Mein kleiner Spaziergang am späten Vormittag hat gutgetan. Die Sonne ist noch kräftig und wärmt. Ich habe ein paar Fotos gemacht. Es sind die Herbstfarben, die mich dazu anregten. Noch sind die meisten Blätter saftig und grün, vielleicht weil es dieses Jahr keine Sommerhitze gab. Die Hundstage fanden nicht statt und ich habe sie auch nicht vermisst.

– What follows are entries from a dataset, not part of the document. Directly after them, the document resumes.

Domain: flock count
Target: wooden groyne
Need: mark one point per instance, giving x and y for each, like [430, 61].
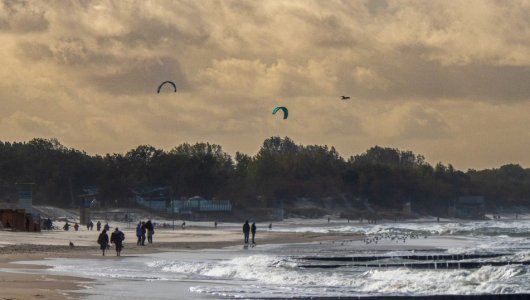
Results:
[428, 265]
[409, 257]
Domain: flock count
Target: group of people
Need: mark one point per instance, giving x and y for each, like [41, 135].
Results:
[117, 237]
[142, 229]
[247, 230]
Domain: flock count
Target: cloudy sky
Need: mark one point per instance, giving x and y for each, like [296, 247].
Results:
[446, 79]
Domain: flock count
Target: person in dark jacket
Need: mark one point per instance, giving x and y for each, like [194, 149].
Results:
[253, 231]
[150, 231]
[103, 241]
[117, 238]
[139, 234]
[246, 231]
[144, 231]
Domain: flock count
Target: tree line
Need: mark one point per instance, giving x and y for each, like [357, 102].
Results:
[280, 171]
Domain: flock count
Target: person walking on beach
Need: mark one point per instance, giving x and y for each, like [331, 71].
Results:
[150, 231]
[103, 241]
[253, 231]
[246, 231]
[117, 238]
[139, 234]
[143, 231]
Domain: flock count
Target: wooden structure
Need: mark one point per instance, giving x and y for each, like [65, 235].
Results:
[19, 220]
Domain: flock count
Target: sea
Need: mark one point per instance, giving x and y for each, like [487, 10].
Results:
[407, 258]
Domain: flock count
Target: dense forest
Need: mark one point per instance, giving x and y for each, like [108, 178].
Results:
[281, 170]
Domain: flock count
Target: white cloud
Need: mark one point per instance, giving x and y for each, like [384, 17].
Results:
[87, 72]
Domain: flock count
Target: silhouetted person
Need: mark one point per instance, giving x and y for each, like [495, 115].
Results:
[150, 231]
[117, 238]
[139, 234]
[103, 241]
[246, 231]
[253, 231]
[144, 231]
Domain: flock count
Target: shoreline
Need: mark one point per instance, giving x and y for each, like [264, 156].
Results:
[18, 282]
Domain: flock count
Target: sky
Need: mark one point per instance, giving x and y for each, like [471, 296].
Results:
[446, 79]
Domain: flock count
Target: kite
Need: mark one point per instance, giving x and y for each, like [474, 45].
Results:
[169, 82]
[284, 109]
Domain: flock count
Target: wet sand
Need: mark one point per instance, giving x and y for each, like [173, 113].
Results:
[17, 281]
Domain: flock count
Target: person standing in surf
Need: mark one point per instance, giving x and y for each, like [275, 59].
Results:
[150, 231]
[253, 231]
[246, 231]
[103, 241]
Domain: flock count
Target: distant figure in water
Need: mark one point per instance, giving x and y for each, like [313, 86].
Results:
[246, 231]
[117, 238]
[253, 231]
[103, 241]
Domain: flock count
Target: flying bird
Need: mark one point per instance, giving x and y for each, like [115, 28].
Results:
[167, 82]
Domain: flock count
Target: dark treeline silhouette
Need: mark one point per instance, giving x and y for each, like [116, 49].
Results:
[281, 170]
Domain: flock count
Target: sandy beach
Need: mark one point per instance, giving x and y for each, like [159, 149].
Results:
[18, 282]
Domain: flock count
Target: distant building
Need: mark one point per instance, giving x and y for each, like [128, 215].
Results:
[468, 207]
[152, 197]
[199, 204]
[407, 208]
[19, 220]
[87, 200]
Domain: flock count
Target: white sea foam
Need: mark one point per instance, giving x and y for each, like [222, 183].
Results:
[277, 271]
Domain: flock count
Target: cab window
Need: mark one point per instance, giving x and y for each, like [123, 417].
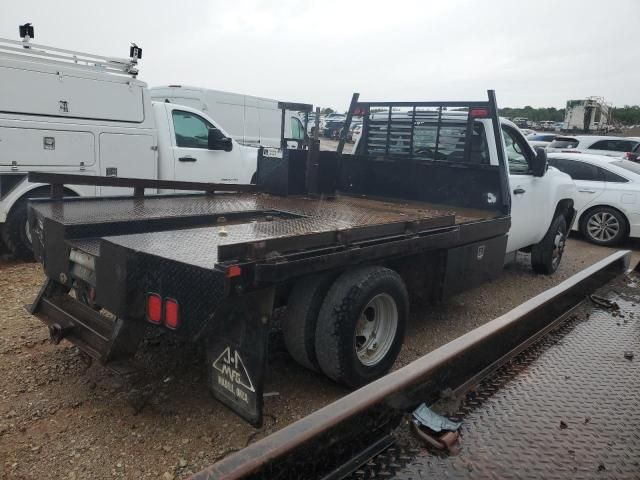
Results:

Als ich wieder Zuhause bin, ist es Zeit für ein Mittagessen. Die Baumfäller haben auch Hunger und sitzen auf dem Rasen. Ich kann sie von der Küche aus sehen. Die haben sich zu einem Picknick zusammengefunden und mir gefällt, wie sie dort in gemütlicher Runde sitzen. Es erinnert mich spontan an mein geliebtes London, wo man sich mittags gerne einen Platz auf dem Rasen im Park sucht. Auf der anderen Seite meiner Wohnung sehe ich die Straßenbauarbeiter. Auch sie machen Mittagspause und nutzen dafür ihren Kleintransporter, in dem sie alle Platz finden. Sie haben ihre Zeitungen aufgeschlagen und trinken dazu den Kaffee, den sie in einer Thermosflasche warmhalten.

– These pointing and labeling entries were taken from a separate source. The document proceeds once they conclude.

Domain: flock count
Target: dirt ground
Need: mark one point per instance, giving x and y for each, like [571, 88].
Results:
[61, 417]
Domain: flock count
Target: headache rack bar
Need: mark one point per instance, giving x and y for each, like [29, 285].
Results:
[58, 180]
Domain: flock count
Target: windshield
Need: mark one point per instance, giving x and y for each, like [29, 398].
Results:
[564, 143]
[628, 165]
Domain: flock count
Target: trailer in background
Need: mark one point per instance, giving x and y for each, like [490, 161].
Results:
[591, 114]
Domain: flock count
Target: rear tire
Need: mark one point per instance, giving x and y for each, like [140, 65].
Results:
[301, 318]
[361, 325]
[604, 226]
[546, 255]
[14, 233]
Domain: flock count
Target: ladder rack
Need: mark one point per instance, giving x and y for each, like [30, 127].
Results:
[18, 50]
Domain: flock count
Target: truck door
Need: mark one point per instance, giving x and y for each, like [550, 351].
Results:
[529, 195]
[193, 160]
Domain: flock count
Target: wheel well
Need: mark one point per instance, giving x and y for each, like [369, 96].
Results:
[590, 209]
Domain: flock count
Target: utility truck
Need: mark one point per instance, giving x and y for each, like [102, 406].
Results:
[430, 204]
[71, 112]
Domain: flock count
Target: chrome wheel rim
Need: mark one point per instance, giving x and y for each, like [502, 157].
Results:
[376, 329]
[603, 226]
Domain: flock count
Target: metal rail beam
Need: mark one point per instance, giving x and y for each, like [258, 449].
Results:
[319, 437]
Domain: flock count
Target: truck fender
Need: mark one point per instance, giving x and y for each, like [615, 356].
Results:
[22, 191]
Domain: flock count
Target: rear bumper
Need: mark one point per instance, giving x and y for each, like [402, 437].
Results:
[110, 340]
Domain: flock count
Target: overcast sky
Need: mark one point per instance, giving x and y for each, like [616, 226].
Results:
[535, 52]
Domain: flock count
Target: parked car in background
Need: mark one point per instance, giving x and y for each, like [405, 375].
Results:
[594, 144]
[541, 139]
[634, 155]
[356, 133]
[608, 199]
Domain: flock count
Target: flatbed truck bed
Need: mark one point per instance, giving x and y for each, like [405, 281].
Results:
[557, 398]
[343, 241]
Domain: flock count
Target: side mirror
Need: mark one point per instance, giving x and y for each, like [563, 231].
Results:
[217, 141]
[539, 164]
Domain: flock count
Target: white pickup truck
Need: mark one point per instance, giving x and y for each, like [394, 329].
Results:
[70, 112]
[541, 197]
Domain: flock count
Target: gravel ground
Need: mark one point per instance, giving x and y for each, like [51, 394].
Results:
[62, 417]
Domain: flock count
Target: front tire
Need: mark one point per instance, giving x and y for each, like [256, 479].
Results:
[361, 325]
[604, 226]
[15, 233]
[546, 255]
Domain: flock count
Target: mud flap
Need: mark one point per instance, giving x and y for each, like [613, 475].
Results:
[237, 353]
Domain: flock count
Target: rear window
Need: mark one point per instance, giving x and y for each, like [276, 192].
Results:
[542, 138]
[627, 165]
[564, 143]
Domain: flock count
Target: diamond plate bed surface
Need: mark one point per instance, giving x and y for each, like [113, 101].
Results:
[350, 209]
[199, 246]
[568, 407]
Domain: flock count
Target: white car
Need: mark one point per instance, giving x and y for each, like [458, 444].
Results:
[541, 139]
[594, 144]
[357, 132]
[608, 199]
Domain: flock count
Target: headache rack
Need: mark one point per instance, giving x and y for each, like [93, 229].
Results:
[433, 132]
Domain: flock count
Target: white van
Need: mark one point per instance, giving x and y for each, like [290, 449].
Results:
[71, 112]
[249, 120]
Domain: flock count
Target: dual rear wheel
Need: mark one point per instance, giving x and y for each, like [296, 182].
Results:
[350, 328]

Die Mittagspause geht zu Ende. Für mich, für die Tiefbauarbeiter und für die Baumfäller. Die PS-starken Motoren der Kipplader werden gestartet und die Gärtner bauen den Schredder auf. Armdicke Äste können durch die rotierenden Messer gejagt werden. Die Maschine zerkleinert alles. In Sekundenschnelle wird aus einem knorrigen Eichenast feines Holzmehl. Ein angenehmer Geruch wird bei dem Prozess freigesetzt. Ich will auch noch etwas tun, vielleicht die Bilder vom Vormittag entwickeln. Vorher aber erst noch eine Tasse Kaffee kochen. Dabei höre ich den Gärtner zu, die vor dem Küchenfenster arbeiten. Sie rufen sich etwas zu, tauschen ihre Meinungen aus, es wird auch kurz laut und dann muss ich lächeln. Da schnappe ich nämlich ein paar Worte auf, die gute Erinnerungen in mir auslösen. Die Männer sprechen Englisch. Sie sind von der Insel. Ein Blick auf ihren Lkw bestätigt es, dort ist ein britischer Name zu lesen. Kein Wunder, dass sie ihre Mittagspause ganz anders als die Kollegen vom Tiefbau arrangiert haben. Es gibt Dinge, die können wir nicht ablegen. Wir haben sie von früh auf gelernt und sie sind Teil unserer Identität. Das ist gut so und ich freue mich immer dann ganz besonders, wenn mich jemand einlädt an einem solchen Ritual teilzunehmen. Natürlich haben wir unsere eigenen Gewohnheiten entwickelt, aber wir nehmen sie nur noch selten bewusst wahr. Manchmal tut es gut, sich daran zu erinnern.
Auf meinem Spaziergang fiel mir auf, dass die Gärten nicht mehr offen waren. Die Leute haben ihre Pforten geschlossen, denn so langsam wird alles zusammengepackt und winterfest gemacht. Mir bleibt nur ein Blick durch die Gitter. Natürlich diskret.